Newsweek International

Is Putin Targeting Civilians?

WITH UKRAINE CLAIMING THAT RUSSIA HAS COMMITTED as many as 25,000 war crimes, more than a dozen organizations are busy putting together indictments that they hope will eventually land soldiers, commanders and even Vladimir Putin in court.

On the surface, most of these are open-and-shut cases: unlawful killings including summary executions, forced detention, deportations and ‘disappearances’ of civilians, torture and sexual assault. But in the bombing of Ukraine, establishing the basis for war crimes is far more difficult.

Newsweek examined the 25 top incidents of civilian deaths in the war. That two-month investigation has found that there is some truth to Moscow’s assertion that it is not intentionally targeting civilians. The Russians have bombed civilian areas in cities where the ground fighting has been the most intense: in places like Mariupol, Kharkiv and Severodonetsk, to name just a few. Bombing with indiscriminate effect is a war crime. But in the 25 incidents Newsweek examined, the facts on the ground are much more muddled. Whether these incidents, totaling some 1,100 civilian deaths, are war crimes is a matter for the courts. Newsweek’s conclusion is that none of the cases unambiguously qualifies.

Is Russia intentionally killing civilians? It seems outrageous to even pose the question, given the scope of bloodshed and the many strikes on hospitals, schools, homes and shopping centers that have been reported. But Newsweek has found that determining why such objects were bombed often reveals a more difficult narrative. In most incidents, the intended Russian targets were indeed military in nature. And there are many cases where civilians were killed because weapons—Russian and Ukrainian—just failed to work.
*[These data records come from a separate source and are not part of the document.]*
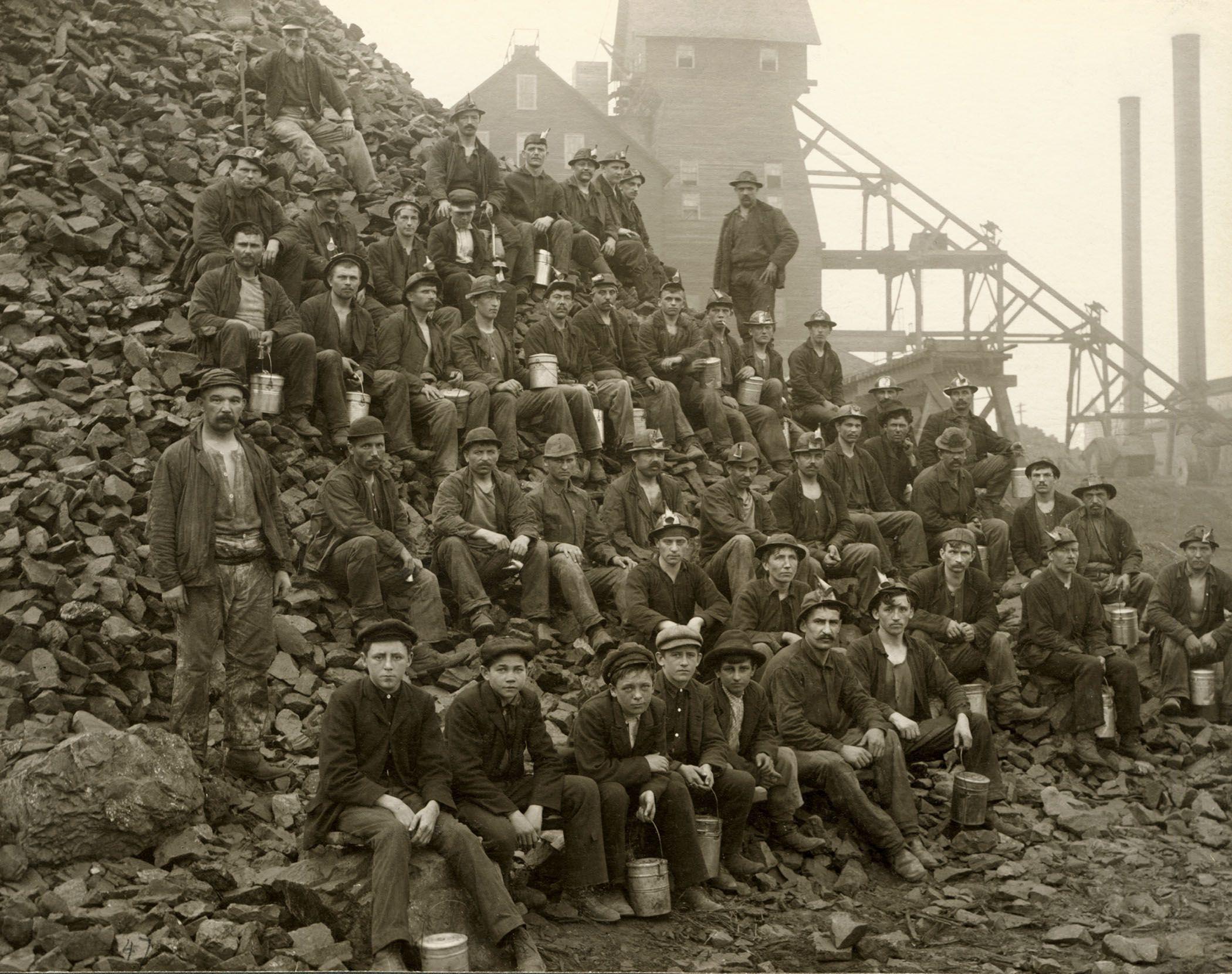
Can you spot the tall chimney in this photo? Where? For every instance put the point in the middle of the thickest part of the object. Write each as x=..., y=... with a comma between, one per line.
x=1190, y=274
x=1131, y=252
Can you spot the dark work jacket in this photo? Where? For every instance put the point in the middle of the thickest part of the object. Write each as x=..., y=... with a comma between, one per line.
x=486, y=759
x=600, y=744
x=269, y=70
x=1027, y=536
x=703, y=742
x=318, y=318
x=446, y=168
x=868, y=657
x=1168, y=609
x=341, y=515
x=778, y=238
x=979, y=605
x=356, y=741
x=757, y=729
x=812, y=378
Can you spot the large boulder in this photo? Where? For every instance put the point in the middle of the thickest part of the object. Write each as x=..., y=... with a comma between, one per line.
x=101, y=795
x=333, y=885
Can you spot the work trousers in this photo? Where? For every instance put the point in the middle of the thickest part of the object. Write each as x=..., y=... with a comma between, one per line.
x=237, y=610
x=583, y=588
x=373, y=579
x=835, y=778
x=673, y=818
x=549, y=410
x=291, y=356
x=1176, y=663
x=937, y=738
x=749, y=294
x=733, y=565
x=307, y=136
x=1087, y=676
x=584, y=864
x=469, y=564
x=388, y=388
x=391, y=871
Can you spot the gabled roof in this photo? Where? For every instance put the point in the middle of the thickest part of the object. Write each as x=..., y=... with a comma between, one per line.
x=786, y=21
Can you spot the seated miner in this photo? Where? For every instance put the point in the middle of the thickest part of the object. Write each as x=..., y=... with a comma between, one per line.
x=955, y=615
x=1108, y=553
x=486, y=527
x=1037, y=516
x=698, y=750
x=893, y=452
x=1190, y=611
x=766, y=610
x=385, y=776
x=347, y=355
x=816, y=374
x=485, y=352
x=296, y=83
x=744, y=718
x=735, y=521
x=716, y=341
x=619, y=739
x=898, y=670
x=361, y=539
x=1064, y=637
x=617, y=356
x=556, y=334
x=636, y=499
x=244, y=322
x=239, y=199
x=820, y=710
x=854, y=470
x=671, y=589
x=490, y=728
x=583, y=563
x=990, y=457
x=944, y=497
x=812, y=508
x=537, y=208
x=222, y=554
x=764, y=360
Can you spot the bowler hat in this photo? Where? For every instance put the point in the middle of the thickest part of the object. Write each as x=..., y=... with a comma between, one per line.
x=380, y=631
x=215, y=377
x=622, y=658
x=1092, y=482
x=365, y=426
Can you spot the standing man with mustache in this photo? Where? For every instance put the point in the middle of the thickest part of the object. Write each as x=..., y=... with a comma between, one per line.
x=222, y=554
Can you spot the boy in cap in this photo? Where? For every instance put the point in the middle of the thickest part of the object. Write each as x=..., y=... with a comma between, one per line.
x=696, y=746
x=1064, y=637
x=583, y=562
x=743, y=711
x=1190, y=611
x=619, y=738
x=490, y=728
x=361, y=538
x=485, y=526
x=385, y=776
x=667, y=590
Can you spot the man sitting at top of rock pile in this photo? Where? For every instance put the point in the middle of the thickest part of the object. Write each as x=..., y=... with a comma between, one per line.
x=385, y=776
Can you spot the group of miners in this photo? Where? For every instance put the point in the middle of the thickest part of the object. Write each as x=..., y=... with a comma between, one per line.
x=735, y=680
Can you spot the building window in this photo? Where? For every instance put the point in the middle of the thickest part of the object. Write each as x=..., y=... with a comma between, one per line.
x=573, y=141
x=527, y=93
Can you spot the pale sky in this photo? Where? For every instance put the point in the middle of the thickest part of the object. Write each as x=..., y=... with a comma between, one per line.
x=1002, y=110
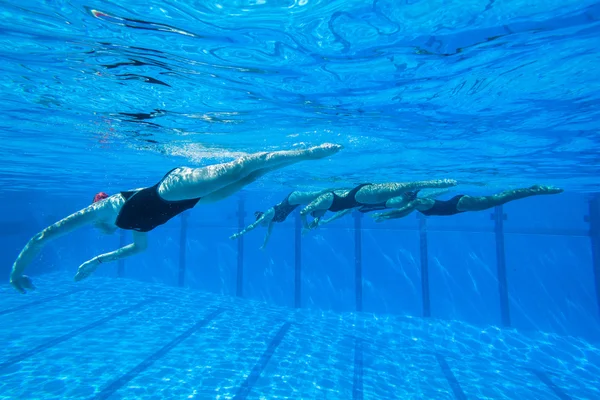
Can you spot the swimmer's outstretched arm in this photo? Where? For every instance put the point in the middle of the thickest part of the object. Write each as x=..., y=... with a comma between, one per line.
x=399, y=213
x=250, y=227
x=140, y=243
x=335, y=216
x=74, y=221
x=435, y=194
x=268, y=235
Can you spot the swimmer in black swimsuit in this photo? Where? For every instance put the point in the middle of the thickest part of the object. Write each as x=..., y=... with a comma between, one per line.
x=463, y=203
x=365, y=196
x=280, y=212
x=142, y=210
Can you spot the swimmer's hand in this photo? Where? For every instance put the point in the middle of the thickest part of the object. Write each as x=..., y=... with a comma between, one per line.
x=22, y=283
x=86, y=269
x=379, y=217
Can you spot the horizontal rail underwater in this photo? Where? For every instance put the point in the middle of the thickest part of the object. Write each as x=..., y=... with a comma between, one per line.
x=416, y=229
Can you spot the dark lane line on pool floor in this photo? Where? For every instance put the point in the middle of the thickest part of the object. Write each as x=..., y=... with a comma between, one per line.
x=452, y=381
x=141, y=367
x=40, y=301
x=357, y=386
x=546, y=380
x=250, y=381
x=57, y=340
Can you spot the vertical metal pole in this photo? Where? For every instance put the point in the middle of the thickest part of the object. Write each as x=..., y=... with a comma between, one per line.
x=498, y=216
x=358, y=259
x=594, y=220
x=239, y=291
x=424, y=265
x=297, y=261
x=182, y=249
x=121, y=262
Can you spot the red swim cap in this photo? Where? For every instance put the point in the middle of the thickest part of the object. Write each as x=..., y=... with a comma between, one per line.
x=99, y=196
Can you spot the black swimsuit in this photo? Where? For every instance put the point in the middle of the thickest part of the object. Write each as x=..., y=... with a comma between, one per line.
x=144, y=209
x=347, y=201
x=444, y=207
x=283, y=209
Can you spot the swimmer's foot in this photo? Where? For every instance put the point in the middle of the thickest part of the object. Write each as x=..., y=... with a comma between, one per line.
x=22, y=283
x=324, y=150
x=540, y=189
x=86, y=269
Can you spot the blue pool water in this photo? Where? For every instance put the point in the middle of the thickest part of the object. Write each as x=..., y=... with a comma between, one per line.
x=109, y=96
x=148, y=341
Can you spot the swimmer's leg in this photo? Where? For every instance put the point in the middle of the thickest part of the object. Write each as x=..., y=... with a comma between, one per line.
x=379, y=193
x=192, y=183
x=468, y=203
x=318, y=206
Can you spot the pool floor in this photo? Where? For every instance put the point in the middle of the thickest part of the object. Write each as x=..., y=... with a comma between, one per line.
x=122, y=339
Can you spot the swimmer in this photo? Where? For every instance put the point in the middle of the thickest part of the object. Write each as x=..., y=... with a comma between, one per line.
x=463, y=203
x=279, y=212
x=142, y=210
x=368, y=196
x=395, y=202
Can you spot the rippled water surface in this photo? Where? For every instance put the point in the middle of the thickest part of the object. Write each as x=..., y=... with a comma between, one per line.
x=490, y=92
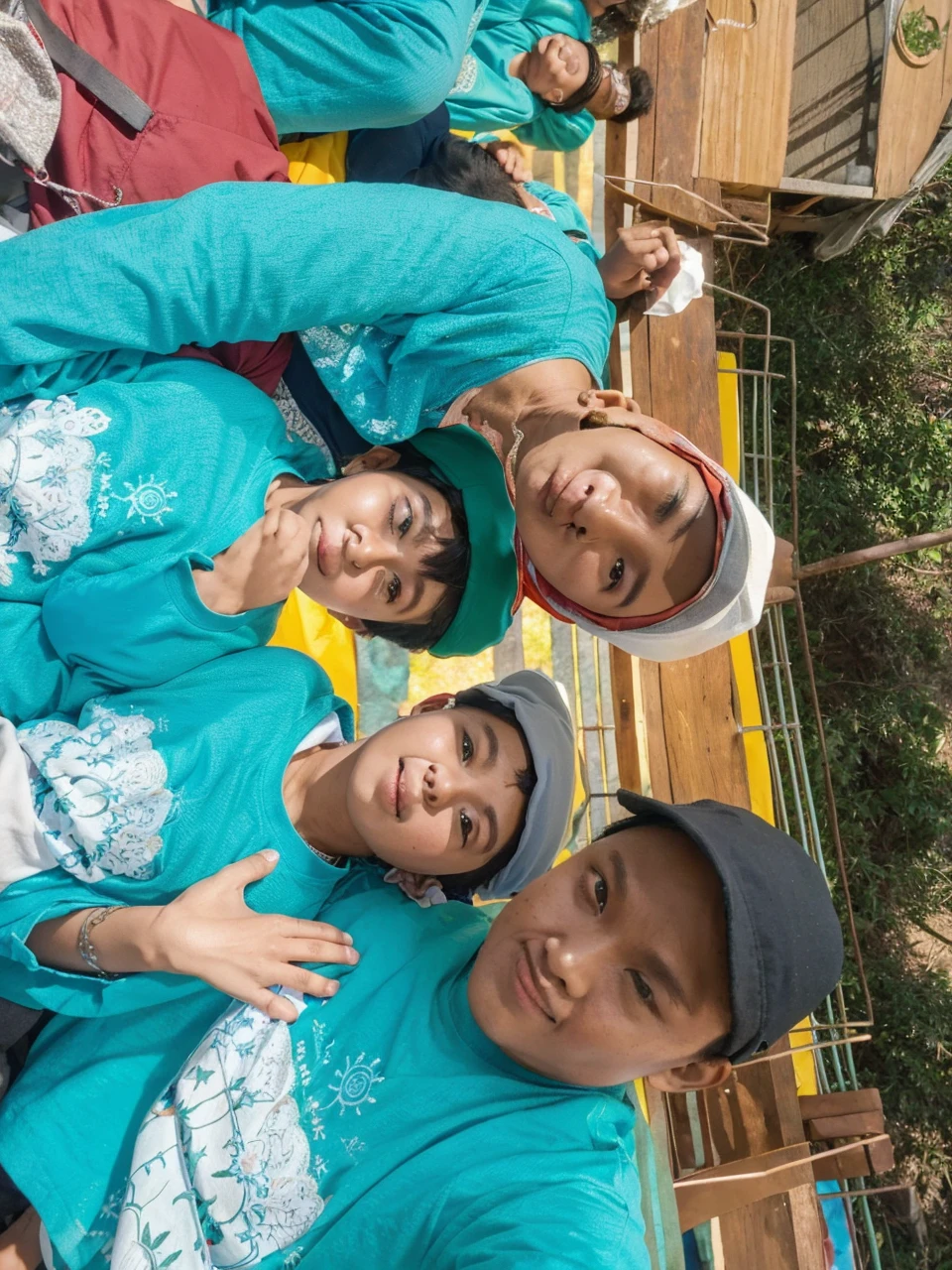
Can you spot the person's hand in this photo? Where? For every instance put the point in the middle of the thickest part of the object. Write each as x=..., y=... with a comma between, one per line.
x=208, y=931
x=509, y=159
x=261, y=568
x=644, y=258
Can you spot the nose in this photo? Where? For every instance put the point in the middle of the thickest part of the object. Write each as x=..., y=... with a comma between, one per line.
x=366, y=549
x=571, y=964
x=431, y=784
x=590, y=504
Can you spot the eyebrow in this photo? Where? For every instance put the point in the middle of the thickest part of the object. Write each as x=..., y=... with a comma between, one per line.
x=493, y=828
x=621, y=874
x=661, y=973
x=679, y=532
x=493, y=744
x=425, y=530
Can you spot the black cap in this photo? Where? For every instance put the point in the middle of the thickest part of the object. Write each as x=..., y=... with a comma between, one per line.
x=784, y=944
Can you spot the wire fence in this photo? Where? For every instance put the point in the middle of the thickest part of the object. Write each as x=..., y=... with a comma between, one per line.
x=791, y=720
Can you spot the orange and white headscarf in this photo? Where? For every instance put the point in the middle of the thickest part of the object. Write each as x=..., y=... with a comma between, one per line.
x=729, y=603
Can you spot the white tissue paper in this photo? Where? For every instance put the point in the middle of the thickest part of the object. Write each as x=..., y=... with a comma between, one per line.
x=688, y=285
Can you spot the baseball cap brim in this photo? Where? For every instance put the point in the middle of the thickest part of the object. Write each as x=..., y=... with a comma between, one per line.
x=463, y=458
x=784, y=944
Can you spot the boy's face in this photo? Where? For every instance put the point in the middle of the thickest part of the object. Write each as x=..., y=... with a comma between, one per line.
x=435, y=793
x=370, y=538
x=612, y=965
x=556, y=67
x=615, y=521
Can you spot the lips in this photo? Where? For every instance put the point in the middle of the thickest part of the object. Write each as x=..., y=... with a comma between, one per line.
x=327, y=554
x=530, y=989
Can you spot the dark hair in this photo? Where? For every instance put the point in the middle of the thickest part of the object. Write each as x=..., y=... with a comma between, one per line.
x=616, y=21
x=463, y=168
x=581, y=96
x=462, y=885
x=716, y=1049
x=448, y=564
x=643, y=95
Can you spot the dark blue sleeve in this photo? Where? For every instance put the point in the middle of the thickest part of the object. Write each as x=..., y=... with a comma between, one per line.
x=386, y=155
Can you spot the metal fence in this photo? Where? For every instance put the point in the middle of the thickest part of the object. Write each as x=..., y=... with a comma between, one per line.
x=766, y=363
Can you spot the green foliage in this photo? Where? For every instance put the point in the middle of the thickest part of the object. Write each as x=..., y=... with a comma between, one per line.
x=921, y=32
x=874, y=333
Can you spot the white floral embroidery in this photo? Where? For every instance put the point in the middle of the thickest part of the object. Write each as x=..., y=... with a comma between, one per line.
x=356, y=1083
x=466, y=79
x=222, y=1171
x=48, y=472
x=298, y=425
x=149, y=500
x=99, y=793
x=475, y=21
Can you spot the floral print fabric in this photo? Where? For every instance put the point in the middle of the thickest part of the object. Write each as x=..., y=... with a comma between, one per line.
x=99, y=793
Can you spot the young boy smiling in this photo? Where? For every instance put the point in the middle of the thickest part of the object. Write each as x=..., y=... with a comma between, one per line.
x=502, y=324
x=461, y=1101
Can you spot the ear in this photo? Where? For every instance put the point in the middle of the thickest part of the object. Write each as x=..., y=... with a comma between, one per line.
x=438, y=701
x=705, y=1074
x=379, y=458
x=353, y=624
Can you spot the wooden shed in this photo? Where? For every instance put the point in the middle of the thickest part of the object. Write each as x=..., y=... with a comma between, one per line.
x=821, y=96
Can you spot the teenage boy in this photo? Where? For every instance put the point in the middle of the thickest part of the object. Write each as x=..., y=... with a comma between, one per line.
x=461, y=1101
x=154, y=525
x=421, y=309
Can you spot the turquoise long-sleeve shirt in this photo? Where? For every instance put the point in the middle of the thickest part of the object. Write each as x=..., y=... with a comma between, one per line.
x=382, y=1128
x=109, y=485
x=330, y=64
x=153, y=790
x=405, y=298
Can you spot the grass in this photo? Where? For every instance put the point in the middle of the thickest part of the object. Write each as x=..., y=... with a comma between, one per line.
x=874, y=333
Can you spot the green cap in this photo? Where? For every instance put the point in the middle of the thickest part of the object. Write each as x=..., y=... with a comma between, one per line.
x=462, y=458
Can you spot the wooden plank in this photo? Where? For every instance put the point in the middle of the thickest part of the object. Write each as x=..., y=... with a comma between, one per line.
x=747, y=91
x=626, y=742
x=657, y=751
x=846, y=1102
x=706, y=751
x=914, y=100
x=835, y=91
x=716, y=1196
x=774, y=1232
x=680, y=51
x=824, y=189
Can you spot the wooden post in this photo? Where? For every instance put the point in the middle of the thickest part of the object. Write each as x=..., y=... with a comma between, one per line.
x=870, y=556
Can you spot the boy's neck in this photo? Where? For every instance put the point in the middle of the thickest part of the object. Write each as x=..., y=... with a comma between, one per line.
x=517, y=66
x=287, y=490
x=531, y=404
x=315, y=798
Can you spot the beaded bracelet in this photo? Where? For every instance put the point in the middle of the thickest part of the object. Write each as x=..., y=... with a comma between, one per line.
x=86, y=949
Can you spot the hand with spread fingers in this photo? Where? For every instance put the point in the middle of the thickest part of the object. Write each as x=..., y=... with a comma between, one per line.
x=261, y=568
x=207, y=931
x=644, y=258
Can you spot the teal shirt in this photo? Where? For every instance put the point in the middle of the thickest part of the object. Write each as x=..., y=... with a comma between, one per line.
x=422, y=296
x=567, y=216
x=330, y=64
x=102, y=486
x=486, y=98
x=381, y=1129
x=153, y=790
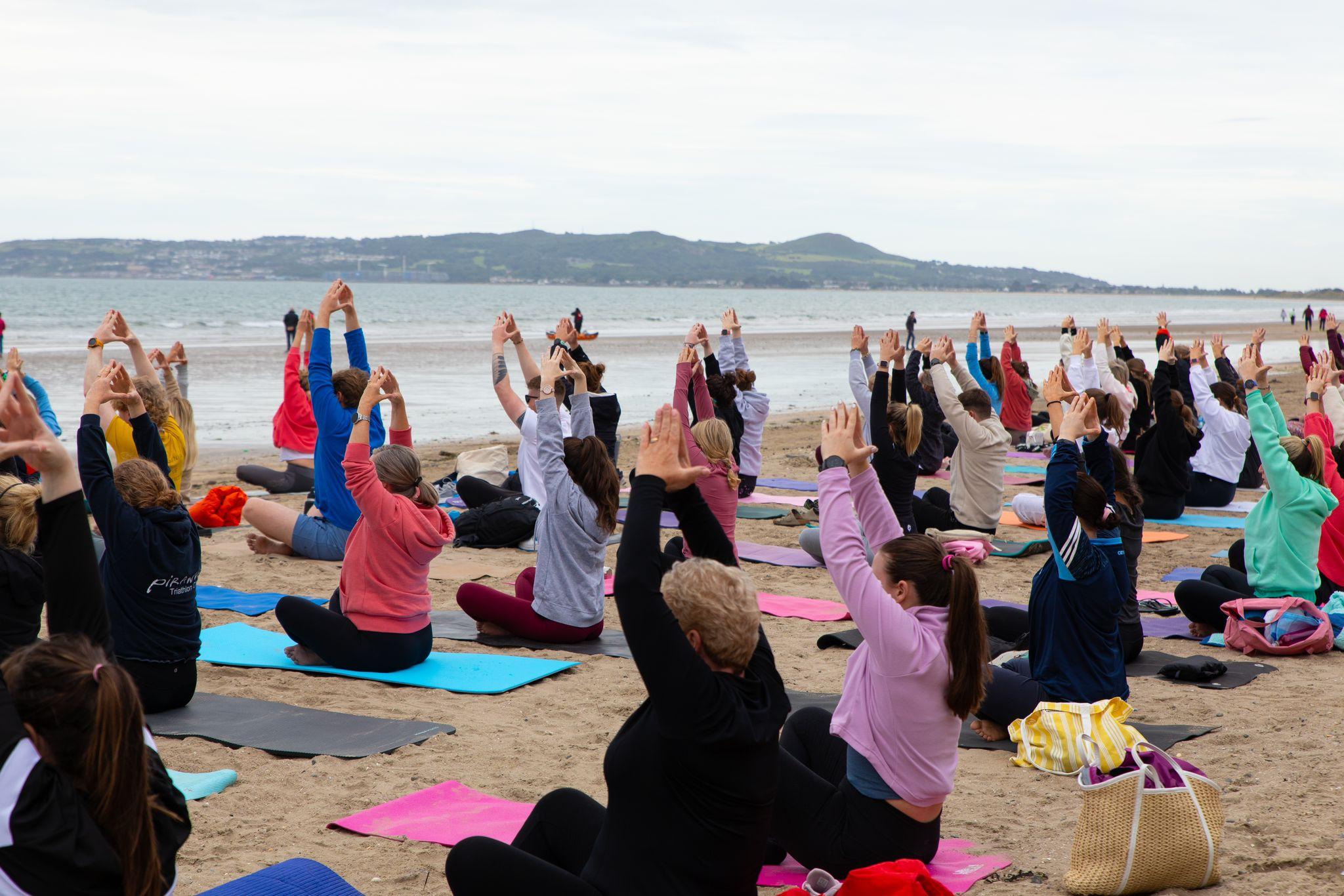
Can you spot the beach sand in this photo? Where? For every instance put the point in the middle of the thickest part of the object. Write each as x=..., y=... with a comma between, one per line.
x=1273, y=750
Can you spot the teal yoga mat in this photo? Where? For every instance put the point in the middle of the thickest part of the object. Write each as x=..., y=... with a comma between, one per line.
x=201, y=785
x=240, y=644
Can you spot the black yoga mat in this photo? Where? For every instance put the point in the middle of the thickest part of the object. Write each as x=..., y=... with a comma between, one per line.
x=289, y=731
x=456, y=625
x=1150, y=662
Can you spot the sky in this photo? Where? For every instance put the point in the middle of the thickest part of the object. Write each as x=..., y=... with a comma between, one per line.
x=1141, y=143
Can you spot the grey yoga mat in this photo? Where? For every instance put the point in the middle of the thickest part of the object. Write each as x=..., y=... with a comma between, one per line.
x=1163, y=737
x=456, y=625
x=289, y=731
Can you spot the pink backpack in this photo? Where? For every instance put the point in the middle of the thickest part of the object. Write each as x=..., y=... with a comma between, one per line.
x=1248, y=636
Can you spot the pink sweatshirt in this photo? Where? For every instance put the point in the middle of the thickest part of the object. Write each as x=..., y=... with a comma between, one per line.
x=891, y=710
x=385, y=579
x=718, y=492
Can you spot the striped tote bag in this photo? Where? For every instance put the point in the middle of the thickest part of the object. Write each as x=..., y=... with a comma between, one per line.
x=1051, y=738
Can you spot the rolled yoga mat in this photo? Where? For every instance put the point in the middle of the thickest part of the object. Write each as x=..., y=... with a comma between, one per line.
x=240, y=644
x=289, y=731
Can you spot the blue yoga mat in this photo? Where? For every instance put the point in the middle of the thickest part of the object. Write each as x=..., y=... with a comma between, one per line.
x=240, y=644
x=201, y=785
x=211, y=597
x=292, y=878
x=1205, y=521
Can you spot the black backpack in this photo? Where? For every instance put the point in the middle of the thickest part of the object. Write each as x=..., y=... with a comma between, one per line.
x=499, y=524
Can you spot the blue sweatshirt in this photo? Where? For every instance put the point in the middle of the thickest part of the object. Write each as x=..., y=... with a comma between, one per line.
x=151, y=562
x=1080, y=593
x=333, y=426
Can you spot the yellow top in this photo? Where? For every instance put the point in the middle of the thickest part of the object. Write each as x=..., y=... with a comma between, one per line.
x=175, y=446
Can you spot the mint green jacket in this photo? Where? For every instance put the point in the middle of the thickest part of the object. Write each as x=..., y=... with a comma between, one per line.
x=1284, y=531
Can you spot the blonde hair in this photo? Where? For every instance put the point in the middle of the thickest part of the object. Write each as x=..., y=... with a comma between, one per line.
x=18, y=514
x=1307, y=456
x=143, y=485
x=398, y=469
x=719, y=602
x=905, y=422
x=715, y=439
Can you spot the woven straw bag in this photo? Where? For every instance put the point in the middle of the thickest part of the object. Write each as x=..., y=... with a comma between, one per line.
x=1133, y=838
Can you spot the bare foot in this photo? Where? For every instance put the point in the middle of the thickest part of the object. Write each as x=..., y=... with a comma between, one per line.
x=261, y=544
x=988, y=730
x=304, y=657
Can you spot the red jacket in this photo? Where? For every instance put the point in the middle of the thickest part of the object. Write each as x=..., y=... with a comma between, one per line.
x=1015, y=413
x=385, y=579
x=1331, y=559
x=293, y=426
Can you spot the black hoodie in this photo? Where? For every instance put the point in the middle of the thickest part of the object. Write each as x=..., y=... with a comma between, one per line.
x=152, y=556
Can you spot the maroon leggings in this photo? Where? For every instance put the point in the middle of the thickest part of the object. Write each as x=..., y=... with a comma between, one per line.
x=514, y=611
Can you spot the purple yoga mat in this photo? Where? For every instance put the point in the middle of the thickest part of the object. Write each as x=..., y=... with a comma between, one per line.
x=774, y=555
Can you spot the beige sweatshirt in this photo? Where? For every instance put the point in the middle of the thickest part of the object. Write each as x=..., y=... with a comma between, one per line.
x=977, y=465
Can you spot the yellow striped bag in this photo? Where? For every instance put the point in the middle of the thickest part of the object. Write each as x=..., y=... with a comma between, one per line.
x=1051, y=738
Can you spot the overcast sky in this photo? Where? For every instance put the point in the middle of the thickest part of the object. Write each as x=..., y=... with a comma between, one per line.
x=1143, y=143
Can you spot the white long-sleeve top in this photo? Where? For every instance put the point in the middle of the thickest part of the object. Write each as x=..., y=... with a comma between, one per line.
x=1227, y=434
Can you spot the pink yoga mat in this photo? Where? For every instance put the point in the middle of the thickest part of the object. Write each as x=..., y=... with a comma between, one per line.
x=782, y=605
x=452, y=812
x=954, y=868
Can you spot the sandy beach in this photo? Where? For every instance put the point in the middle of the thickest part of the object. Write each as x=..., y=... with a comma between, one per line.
x=1272, y=750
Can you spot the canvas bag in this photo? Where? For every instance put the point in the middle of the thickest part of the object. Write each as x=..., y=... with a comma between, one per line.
x=1140, y=830
x=488, y=464
x=1051, y=738
x=1248, y=636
Ukrainian authorities tell Newsweek that they are currently investigating, as war crimes, about 5,000 cases of damage to civil objects, 2,000 illegal deaths and injuries of civilians, and 166 cases of torture. The Office of the Prosecutor General has identified some 600 Russian war crimes suspects, almost all of them soldiers who are accused of everything from rape and torture to outright murder.

To be strictly fair, though—and controversial as it may be to point out—Ukraine has also played a role in the civilian casualties, consistently placing its military forces inside urban areas or attacking Russian forces when they are doing the same, an almost inevitable consequence of battling invaders in a crowded city.